Chainlink and Apex Group test on-chain stablecoin compliance with Bermuda regulator



Chainlink and Apex Group said they completed a pilot project with Bermuda’s financial regulator, the Bermuda Monetary Authority, to test how blockchain infrastructure can help enforce stablecoin rules directly on-chain.

Unveiled during Chainlink’s SmartCon, the testnet pilot, conducted through the authority’s Innovation Center, brings together a group of blockchain tools designed to provide regulators with ongoing visibility into the support and circulation of a stablecoin.

The system uses Chainlink Proof of Reserve to publish reserve data on-chain and Secure Mint to restrict the issuance of tokens beyond what is backed.

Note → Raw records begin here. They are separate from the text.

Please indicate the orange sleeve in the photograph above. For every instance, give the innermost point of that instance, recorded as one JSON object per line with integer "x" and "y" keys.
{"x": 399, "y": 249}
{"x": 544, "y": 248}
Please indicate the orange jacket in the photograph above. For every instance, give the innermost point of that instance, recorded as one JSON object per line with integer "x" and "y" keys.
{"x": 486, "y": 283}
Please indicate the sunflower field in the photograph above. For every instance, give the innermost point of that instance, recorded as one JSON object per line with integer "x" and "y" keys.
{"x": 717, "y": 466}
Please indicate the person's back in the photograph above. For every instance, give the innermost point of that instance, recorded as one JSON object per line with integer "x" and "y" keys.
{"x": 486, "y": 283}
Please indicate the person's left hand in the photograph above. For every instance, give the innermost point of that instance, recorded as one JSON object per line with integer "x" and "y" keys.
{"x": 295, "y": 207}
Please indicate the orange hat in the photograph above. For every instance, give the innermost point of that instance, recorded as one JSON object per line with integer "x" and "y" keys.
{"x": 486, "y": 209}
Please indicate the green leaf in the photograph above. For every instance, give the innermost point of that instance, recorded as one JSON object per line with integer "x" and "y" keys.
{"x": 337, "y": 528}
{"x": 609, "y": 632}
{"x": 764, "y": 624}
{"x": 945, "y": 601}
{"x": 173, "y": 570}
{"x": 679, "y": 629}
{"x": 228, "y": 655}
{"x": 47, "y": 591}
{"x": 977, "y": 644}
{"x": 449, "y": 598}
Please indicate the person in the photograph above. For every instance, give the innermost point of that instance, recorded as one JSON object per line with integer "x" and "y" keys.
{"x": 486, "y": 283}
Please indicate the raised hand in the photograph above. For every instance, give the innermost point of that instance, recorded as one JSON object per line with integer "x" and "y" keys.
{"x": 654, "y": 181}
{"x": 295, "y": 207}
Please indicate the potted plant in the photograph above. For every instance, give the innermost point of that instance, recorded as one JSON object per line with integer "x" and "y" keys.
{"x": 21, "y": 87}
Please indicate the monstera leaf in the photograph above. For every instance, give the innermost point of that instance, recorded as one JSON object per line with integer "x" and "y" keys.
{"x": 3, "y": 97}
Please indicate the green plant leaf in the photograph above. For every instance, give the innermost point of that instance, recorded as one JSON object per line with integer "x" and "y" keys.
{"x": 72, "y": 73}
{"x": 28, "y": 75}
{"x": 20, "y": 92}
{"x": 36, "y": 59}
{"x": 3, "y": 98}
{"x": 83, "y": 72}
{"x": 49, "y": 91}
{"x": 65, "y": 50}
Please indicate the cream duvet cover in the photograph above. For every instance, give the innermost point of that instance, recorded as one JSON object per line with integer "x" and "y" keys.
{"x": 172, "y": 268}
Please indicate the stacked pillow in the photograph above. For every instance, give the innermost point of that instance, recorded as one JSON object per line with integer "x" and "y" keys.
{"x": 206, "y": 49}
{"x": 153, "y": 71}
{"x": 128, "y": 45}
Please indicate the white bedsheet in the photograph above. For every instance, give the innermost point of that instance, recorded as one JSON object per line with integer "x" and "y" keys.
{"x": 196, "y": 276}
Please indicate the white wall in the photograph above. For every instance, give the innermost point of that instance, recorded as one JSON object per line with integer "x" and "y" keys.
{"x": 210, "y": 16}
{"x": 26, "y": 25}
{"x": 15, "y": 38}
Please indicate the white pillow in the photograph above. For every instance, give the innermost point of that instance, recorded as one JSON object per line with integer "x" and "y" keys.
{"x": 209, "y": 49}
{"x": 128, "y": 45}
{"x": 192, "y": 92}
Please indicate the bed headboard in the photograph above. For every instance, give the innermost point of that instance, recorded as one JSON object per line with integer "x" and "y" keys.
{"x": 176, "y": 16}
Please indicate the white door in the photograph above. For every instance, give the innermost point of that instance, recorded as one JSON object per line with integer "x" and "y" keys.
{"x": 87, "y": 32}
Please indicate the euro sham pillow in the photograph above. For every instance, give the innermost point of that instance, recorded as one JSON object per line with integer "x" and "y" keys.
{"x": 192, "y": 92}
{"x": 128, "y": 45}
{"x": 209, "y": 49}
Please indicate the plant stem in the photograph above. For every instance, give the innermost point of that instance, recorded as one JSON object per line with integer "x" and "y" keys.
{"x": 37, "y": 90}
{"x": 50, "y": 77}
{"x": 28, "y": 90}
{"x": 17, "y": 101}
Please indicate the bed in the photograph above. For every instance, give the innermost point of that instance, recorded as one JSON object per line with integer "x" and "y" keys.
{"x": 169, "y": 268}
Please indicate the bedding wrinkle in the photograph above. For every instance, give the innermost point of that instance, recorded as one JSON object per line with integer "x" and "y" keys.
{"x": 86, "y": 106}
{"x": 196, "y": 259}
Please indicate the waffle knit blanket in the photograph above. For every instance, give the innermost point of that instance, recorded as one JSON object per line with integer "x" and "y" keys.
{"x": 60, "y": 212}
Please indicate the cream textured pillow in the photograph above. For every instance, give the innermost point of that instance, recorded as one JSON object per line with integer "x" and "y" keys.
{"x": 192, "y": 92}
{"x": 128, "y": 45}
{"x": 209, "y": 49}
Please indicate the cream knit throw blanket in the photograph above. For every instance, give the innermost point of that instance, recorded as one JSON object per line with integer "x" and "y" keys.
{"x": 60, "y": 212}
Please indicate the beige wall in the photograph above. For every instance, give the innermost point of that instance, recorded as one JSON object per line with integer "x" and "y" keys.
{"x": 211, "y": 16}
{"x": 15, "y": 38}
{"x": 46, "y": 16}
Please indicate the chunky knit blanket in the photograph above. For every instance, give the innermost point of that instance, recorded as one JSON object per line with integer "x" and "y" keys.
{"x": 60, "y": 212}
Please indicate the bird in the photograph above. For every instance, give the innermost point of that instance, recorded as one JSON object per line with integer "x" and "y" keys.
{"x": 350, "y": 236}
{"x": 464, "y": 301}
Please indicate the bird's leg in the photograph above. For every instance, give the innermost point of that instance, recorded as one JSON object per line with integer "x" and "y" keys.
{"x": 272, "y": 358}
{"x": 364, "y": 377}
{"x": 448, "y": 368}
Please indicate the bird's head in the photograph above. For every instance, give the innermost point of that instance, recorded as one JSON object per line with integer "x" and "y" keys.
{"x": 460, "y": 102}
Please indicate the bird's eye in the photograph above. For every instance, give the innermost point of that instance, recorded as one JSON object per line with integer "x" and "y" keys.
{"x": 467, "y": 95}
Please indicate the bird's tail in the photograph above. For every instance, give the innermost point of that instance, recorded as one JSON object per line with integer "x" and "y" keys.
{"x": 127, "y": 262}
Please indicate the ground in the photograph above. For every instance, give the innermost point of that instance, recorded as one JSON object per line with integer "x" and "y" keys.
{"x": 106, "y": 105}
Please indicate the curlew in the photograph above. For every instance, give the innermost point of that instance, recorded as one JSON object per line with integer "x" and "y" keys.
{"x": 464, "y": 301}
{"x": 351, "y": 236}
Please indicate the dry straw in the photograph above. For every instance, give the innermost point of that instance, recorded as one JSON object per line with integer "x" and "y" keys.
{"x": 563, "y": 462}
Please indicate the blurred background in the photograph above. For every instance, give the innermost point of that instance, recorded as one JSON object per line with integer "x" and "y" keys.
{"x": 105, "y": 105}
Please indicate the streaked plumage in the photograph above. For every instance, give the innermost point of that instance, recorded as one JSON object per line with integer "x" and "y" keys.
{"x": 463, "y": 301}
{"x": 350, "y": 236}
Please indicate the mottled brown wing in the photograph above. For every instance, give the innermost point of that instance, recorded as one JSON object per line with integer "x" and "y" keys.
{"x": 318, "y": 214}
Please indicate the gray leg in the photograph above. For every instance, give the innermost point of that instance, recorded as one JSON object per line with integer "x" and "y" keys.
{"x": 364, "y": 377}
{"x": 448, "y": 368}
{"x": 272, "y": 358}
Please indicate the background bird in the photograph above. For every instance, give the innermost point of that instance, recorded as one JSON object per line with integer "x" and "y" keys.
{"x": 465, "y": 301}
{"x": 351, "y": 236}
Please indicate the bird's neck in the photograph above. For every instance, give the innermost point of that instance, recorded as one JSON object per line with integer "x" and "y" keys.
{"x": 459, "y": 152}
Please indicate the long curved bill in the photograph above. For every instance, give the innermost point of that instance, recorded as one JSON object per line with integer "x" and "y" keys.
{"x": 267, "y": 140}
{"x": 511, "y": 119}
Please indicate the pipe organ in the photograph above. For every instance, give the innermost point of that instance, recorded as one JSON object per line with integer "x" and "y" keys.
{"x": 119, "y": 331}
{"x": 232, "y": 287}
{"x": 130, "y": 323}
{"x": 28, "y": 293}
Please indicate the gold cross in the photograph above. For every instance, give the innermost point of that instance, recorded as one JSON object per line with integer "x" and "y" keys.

Custody and reserve data was provided by Apex Group, which manages $3.5 trillion in assets, according to a press release shared with CoinDesk. Chainlink’s Automated Compliance Engine (ACE) incorporated Bermuda-specific policy requirements into the operation of the stablecoin, while its Cross-Chain Token standard supported movement across blockchains.

Hacken, a blockchain security and compliance company, added real-time monitoring of compliance risks, including flagged wallet activity or unexpected on-chain behaviors.

The system also links verified issuers to minting wallets through Bluprynt’s identity layer, helping to link token issuance to real-world entities. Bluprynt is a compliance infrastructure developer.

The pilot simulated how monitoring could work if compliance checks were applied automatically up the chain rather than through post-facto reporting.

The project comes alongside Chainlink’s broader push to support institutional adoption of tokenized assets. Its Chainlink Runtime Environment (CRE), announced yesterday, is already used by banks like JPMorgan and UBS to build cross-chain applications.